Faster alternatives to Pandas pivot_table

2024/10/2 3:18:07

I'm using Pandas pivot_table function on a large dataset (10 million rows, 6 columns). As execution time is paramount, I try to speed up the process. Currently it takes around 8 secs to process the whole dataset which is way to slow and I hope to find alternatives to improve speed/performance.

My current Pandas pivot_table:

df_pivot = df_original.pivot_table(index="industry", columns = "months",values = ["orders", "client_name"],aggfunc ={"orders": np.sum, "client_name": pd.Series.nunique})

df_original includes all the data (10m rows, imported from a csv). Industry is the client's industry, months are the order months (Jan to Dec), orders are the number of orders. All data was converted to categorical data, except number of orders (int datatype). Originally industry, months and client_name were strings.

I tried using pandas.DataFrame.unstack - which was even slower. Also I experimented with Dask. The dask pivot_table yielded some improvement (6 sec execution time - so 2 sec less). However, it is still pretty slow. Are there any faster alternatives (for large datasets)? Maybe recreation of the pivot table with groupy, crosstab, ... Unfortunately, I did not get the alternatives to work at all and I am still quite new to Python and Pandas... Looking forward to your suggestions. Thanks in advance!

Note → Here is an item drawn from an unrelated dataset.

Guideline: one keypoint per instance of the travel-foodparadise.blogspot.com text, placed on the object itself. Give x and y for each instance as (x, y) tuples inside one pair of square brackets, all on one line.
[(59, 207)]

I figured out the groupby way with:

df_new = df_original.groupby(["months", "industry"]).agg({"orders": np.sum, "client_name": pd.Series.nunique}).unstack(level="months").fillna(0)

This is much faster now with about 2-3 secs. Are there still some options to improve speed further?


Convert the columns months and industry to categorical columns: This way you avoid a lot of string comparisons.